59 anni di lavoro,164 visite al pronto soccorso, 11 costole rotte, 3 coltellate, 76 macchine fotografiche rotte. È questo il bilancio (parziale) del re dei paparazzi Rino Barillari. Partito a 14 anni da Limbadi per raccontare la Dolce vita di Roma

di Lucia Esposito

“Quando mi chiedono: Rino, where are you from?, io rispondo: I come from Calabria perché quella è la mia terra, da lì è cominciato tutto”. Da bambino, come Totò del film Nuovo cinema paradiso, Rino Barillari aiutava suo zio Peppino Rascaglia – che di mestiere faceva il radiotecnico – a proiettare film nelle piazze dei paesini. Il piccolo Rino rimaneva incantato davanti alle storie e ai volti delle star di Hollywood, che ridevano e piangevano e poi si innamoravano e si scambiavano baci appassionati e travolgenti. “Rivedevo i film due o tre volte e imparavo a memoria le battute. Pensavo che mi sarebbe piaciuto conoscere quei personaggi, avrei voluto che uscissero dallo schermo…”.

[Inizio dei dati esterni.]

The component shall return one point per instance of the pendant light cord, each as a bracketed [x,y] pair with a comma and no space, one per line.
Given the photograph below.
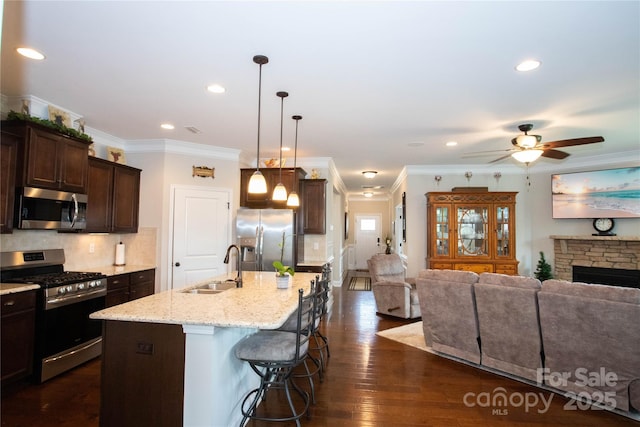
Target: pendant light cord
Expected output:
[259,99]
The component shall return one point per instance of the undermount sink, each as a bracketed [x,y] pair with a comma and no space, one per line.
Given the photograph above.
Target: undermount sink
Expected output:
[212,287]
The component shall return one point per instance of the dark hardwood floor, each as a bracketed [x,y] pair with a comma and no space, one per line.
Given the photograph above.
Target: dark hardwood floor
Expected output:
[370,381]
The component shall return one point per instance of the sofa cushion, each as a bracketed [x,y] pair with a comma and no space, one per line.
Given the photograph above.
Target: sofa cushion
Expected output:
[585,290]
[448,312]
[512,281]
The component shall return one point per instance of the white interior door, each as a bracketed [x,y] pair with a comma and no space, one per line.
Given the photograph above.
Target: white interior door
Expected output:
[201,234]
[368,240]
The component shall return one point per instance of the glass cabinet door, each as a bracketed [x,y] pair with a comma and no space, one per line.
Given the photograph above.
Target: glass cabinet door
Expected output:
[472,235]
[442,230]
[502,231]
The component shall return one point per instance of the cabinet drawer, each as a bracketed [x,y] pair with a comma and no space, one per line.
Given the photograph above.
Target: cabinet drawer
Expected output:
[19,301]
[142,276]
[506,269]
[477,268]
[119,281]
[441,265]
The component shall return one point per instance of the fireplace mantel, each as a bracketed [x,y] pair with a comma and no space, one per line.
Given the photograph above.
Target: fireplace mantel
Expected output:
[619,238]
[595,251]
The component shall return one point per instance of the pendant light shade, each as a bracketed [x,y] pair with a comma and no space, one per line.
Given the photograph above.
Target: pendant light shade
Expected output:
[257,183]
[280,192]
[293,200]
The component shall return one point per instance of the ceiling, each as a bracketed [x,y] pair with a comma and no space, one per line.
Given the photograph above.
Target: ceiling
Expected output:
[380,85]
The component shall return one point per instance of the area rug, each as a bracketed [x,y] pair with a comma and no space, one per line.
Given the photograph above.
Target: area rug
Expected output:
[360,284]
[411,334]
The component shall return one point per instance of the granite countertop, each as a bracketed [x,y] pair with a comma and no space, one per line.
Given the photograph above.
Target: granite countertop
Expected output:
[258,304]
[12,288]
[114,270]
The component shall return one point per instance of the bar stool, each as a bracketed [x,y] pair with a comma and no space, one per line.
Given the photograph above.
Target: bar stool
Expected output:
[273,355]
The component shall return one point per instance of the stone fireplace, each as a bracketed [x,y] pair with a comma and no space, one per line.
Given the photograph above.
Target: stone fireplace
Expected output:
[618,253]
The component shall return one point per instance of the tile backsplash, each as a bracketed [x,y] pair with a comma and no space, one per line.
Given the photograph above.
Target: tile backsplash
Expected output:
[84,251]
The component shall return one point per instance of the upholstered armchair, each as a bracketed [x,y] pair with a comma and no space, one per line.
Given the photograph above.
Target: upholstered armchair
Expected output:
[395,294]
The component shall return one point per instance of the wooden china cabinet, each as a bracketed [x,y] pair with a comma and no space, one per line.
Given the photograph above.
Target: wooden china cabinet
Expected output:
[472,231]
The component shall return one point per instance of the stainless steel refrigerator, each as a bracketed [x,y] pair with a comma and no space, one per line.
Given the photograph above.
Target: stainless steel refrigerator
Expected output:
[264,236]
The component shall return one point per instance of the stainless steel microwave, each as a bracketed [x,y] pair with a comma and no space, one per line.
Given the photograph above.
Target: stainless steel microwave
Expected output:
[41,209]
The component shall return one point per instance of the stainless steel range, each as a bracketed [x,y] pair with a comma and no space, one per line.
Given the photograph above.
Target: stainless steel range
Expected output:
[65,337]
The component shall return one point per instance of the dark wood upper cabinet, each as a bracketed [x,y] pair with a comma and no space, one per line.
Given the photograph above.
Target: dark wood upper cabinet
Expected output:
[114,196]
[312,211]
[49,159]
[8,157]
[290,179]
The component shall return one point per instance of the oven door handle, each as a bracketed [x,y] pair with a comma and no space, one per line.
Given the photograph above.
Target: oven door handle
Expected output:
[73,219]
[71,299]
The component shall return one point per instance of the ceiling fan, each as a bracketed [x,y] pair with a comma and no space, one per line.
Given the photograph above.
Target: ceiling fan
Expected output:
[527,148]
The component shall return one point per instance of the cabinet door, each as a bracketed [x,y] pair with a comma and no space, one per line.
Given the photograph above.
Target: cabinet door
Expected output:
[313,206]
[99,191]
[472,231]
[74,163]
[17,327]
[56,162]
[126,198]
[8,157]
[441,231]
[503,231]
[43,167]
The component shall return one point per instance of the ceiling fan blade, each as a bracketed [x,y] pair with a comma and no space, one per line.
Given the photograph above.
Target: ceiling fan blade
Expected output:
[484,153]
[500,158]
[554,154]
[573,142]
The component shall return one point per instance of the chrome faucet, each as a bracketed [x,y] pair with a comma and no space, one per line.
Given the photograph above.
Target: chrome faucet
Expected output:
[238,279]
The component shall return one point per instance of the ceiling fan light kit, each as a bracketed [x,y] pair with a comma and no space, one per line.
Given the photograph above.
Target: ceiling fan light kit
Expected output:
[527,156]
[257,183]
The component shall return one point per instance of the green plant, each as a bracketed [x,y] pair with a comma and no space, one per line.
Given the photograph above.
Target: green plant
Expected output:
[543,270]
[12,115]
[282,270]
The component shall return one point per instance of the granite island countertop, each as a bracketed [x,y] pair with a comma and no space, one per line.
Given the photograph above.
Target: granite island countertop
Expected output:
[12,288]
[114,270]
[258,304]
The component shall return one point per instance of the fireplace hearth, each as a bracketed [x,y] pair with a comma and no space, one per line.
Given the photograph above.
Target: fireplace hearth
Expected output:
[609,259]
[607,276]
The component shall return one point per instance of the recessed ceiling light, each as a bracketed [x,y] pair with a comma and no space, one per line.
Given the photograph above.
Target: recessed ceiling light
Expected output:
[528,65]
[215,88]
[30,53]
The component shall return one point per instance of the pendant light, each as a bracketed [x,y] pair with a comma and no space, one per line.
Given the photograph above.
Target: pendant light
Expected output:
[293,199]
[257,183]
[280,192]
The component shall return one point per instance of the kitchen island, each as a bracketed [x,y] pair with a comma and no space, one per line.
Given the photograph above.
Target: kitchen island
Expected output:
[145,340]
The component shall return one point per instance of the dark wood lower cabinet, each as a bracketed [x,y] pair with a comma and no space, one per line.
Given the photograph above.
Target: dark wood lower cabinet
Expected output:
[142,375]
[17,326]
[122,288]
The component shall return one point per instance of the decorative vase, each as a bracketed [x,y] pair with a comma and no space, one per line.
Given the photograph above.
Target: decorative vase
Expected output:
[282,282]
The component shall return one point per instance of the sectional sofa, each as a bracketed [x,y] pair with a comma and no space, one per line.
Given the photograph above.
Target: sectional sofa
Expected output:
[580,340]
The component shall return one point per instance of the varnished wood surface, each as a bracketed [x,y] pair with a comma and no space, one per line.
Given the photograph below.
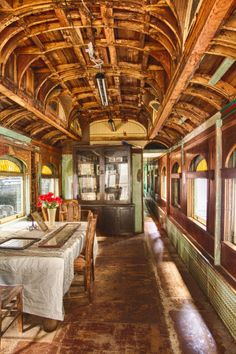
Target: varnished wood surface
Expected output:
[159,52]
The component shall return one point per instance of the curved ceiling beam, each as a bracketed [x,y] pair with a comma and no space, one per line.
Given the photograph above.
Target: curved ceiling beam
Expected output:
[206,96]
[211,15]
[221,87]
[29,105]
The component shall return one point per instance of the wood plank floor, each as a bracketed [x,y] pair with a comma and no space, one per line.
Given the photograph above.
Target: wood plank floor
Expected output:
[139,307]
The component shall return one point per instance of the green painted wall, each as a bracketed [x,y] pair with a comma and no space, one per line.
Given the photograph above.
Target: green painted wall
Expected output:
[137,191]
[67,176]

A quattordici anni, Rino lascia Limbadi, il suo paese che allora era in provincia di Catanzaro e oggi è in quella di Vibo Valentia, e sale su un treno di terza classe diretto a Roma con il suo amico Nino Redi.  È lui che va incontro, pieno di sogni e con lo spirito d’avventura di un ragazzino, al mondo dorato che aveva scoperto nei film. “Appena arrivato mi sentivo uno straniero, parlavo solo il calabrese e pochi mi capivano. Trovai lavoro a Fontana di Trevi e a me sembrava di essere a Hollywood. Quello fu il mio ingresso ufficiale nel mondo della fotografia. Aiutavo gli ‘scattini’ che facevano le foto ricordo ai turisti. Venivo pagato per fermare la gente che passava in modo che l’immagine fosse pulita, senza la presenza di estranei. Ho imparato a fotografare guardando gli altri, ma io non facevo capire che mentre scattavano carpivo i segreti del mestiere. Loro usavano la Rollei con il flash. Messa a fuoco a tre metri, diaframma 11 e scattavano. Poi, su un blocchetto, scrivevano formato e numero di copie. E io la notte le portavo negli alberghi dove dormivano i turisti. Guadagnavo dieci lire per ogni consegna. Mentre passeggiavo nelle notti romane mi capitava di incontrare personaggi famosi, a quel tempo erano tutti tra piazza di Spagna, piazza Navona, via Veneto e via Condotti, così andai a Porta Portese e comprai la mia prima macchina fotografica. Era una Comet Bencini. Scattavo e poi andavo all’Associated Press o all’Ansa a vendere i negativi. Non avevo ancora un ufficio e sviluppavo da loro. Guadagnavo poco, ma ogni giorno imparavo qualcosa. Settecentocinquanta lire, a volte 1500, altre 2500”.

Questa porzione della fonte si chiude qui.